CtIP is a DNA end resection factor widely implicated in alternative end-joining (A-EJ)–mediated translocations in cell-based reporter systems. To address the physiological role of CtIP, an essential gene, in translocation-mediated lymphomagenesis, we introduced the T855A mutation at murine CtIP to nonhomologous end-joining and Tp53 double-deficient mice that routinely succumbed to lymphomas carrying A-EJ–mediated IgH-Myc translocations. T855 of CtIP is phosphorylated by ATM or ATR kinases upon DNA damage to promote end resection. Here, we reported that the T855A mutation of CtIP compromised the neonatal development of Xrcc4^−/−Tp53^−/− mice and the IgH-Myc translocation-driven lymphomagenesis in DNA-PKcs^−/−Tp53^−/− mice. Mechanistically, the T855A mutation limits DNA end resection length without affecting hairpin opening, translocation frequency, or fork stability. Meanwhile, after radiation, CtIP-T855A mutant cells showed a consistent decreased Chk1 phosphorylation and defects in the G2/M cell cycle checkpoint. Consistent with the role of T855A mutation in lymphomagenesis beyond translocation, the CtIP-T855A mutation also delays splenomegaly in λ-Myc mice. Collectively, our study revealed a role of CtIP-T855 phosphorylation in lymphomagenesis beyond A-EJ–mediated chromosomal translocation.

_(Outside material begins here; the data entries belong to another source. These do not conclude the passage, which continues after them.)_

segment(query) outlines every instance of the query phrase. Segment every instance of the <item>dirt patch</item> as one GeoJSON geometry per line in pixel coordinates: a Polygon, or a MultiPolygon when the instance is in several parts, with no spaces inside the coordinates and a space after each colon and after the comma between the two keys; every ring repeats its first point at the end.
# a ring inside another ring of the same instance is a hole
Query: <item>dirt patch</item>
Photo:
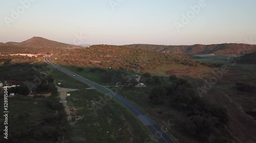
{"type": "MultiPolygon", "coordinates": [[[[65,100],[67,97],[67,95],[68,92],[75,91],[78,90],[77,89],[65,89],[58,86],[56,86],[58,88],[58,92],[59,93],[59,97],[61,100],[65,100]]],[[[67,118],[68,121],[71,122],[71,112],[70,111],[70,108],[67,104],[63,104],[64,107],[65,108],[65,111],[68,115],[67,118]]]]}

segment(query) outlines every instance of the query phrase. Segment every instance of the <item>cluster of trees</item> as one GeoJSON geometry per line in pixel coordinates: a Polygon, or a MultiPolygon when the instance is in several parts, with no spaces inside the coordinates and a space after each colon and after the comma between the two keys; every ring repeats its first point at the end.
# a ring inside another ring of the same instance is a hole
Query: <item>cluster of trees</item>
{"type": "MultiPolygon", "coordinates": [[[[36,68],[42,68],[44,65],[36,65],[36,68]]],[[[33,66],[29,64],[15,64],[2,66],[0,68],[0,80],[11,80],[26,81],[29,81],[34,82],[37,80],[36,77],[41,76],[40,73],[35,71],[33,69],[33,66]]],[[[54,79],[51,76],[47,76],[43,79],[40,79],[41,83],[32,89],[38,93],[47,93],[51,92],[53,94],[57,93],[57,89],[53,84],[54,79]]],[[[20,85],[19,87],[12,88],[8,90],[9,93],[18,93],[22,95],[27,95],[30,91],[26,84],[20,85]]]]}
{"type": "Polygon", "coordinates": [[[31,124],[28,120],[31,117],[30,113],[26,111],[16,113],[18,114],[18,119],[15,119],[18,121],[16,123],[20,122],[19,127],[24,125],[26,127],[20,129],[10,125],[12,130],[8,135],[8,140],[14,143],[22,142],[22,142],[25,142],[24,140],[27,140],[26,142],[37,142],[36,141],[46,138],[48,141],[56,141],[57,137],[63,136],[68,132],[69,127],[67,125],[67,115],[64,106],[59,103],[59,100],[57,98],[53,97],[45,101],[47,110],[38,111],[43,116],[41,120],[37,121],[35,124],[31,124]],[[57,113],[54,113],[56,110],[57,113]]]}
{"type": "Polygon", "coordinates": [[[198,139],[209,142],[225,142],[227,139],[219,131],[228,122],[226,109],[209,103],[206,106],[206,101],[196,94],[186,80],[175,75],[170,76],[169,79],[171,85],[157,85],[152,90],[148,95],[150,101],[154,104],[163,104],[167,100],[170,106],[187,110],[189,113],[181,125],[198,139]]]}

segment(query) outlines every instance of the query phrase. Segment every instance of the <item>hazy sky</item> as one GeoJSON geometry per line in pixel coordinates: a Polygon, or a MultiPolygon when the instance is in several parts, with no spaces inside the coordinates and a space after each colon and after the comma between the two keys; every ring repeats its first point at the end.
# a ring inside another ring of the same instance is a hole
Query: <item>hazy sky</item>
{"type": "Polygon", "coordinates": [[[255,0],[0,2],[0,42],[21,42],[34,36],[70,44],[114,45],[256,41],[255,0]],[[196,5],[193,12],[190,6],[196,5]],[[182,14],[188,14],[188,23],[182,21],[186,19],[182,14]],[[87,38],[79,40],[76,37],[80,34],[87,38]]]}

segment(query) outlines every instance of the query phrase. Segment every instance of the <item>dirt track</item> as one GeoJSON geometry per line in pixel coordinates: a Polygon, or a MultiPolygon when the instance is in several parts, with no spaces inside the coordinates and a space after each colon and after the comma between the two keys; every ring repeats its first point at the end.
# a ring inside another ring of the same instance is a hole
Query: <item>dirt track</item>
{"type": "MultiPolygon", "coordinates": [[[[61,100],[65,100],[67,97],[67,94],[68,92],[72,92],[78,90],[77,89],[65,89],[62,88],[58,86],[56,86],[58,88],[58,92],[59,93],[59,97],[61,100]]],[[[65,107],[65,110],[68,115],[67,119],[68,121],[71,121],[71,115],[70,108],[67,103],[63,104],[64,107],[65,107]]]]}

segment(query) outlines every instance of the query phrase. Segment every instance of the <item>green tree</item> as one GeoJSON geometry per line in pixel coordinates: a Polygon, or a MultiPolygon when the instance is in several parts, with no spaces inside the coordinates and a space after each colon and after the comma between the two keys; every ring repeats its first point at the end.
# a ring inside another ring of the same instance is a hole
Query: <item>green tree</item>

CtIP 是一种 DNA 末端切除因子，广泛参与基于细胞的报告系统中的替代末端连接 (A-EJ) 介导的易位。为了解决 CtIP（一种必需基因）在易位介导的淋巴瘤发生中的生理作用，我们将小鼠 CtIP 的 T855A 突变引入非同源末端连接和 Tp53 双缺陷小鼠，这些小鼠通常死于携带 A-EJ 介导的 IgH- 的淋巴瘤。 Myc易位。CtIP 的 T855 在 DNA 损伤后被 ATM 或 ATR 激酶磷酸化以促进末端切除。在这里，我们报道了 CtIP 的 T855A 突变损害了Xrcc4 ^-/- Tp53 ^-/-小鼠的新生儿发育和DNA-PKcs ^-/- Tp53 ^-/-中 IgH-Myc 易位驱动的淋巴瘤发生老鼠。从机制上讲，T855A 突变限制了 DNA 末端切除长度，而不影响发夹开口、易位频率或叉稳定性。同时，在辐射后，CtIP-T855A 突变细胞显示出一致的 Chk1 磷酸化降低和 G2/M 细胞周期检查点的缺陷。与 T855A 突变在易位以外的淋巴瘤发生中的作用一致，CtIP-T855A 突变也延迟了 λ-Myc 小鼠的脾肿大。总的来说，我们的研究揭示了 CtIP-T855 磷酸化在 A-EJ 介导的染色体易位之外的淋巴瘤发生中的作用。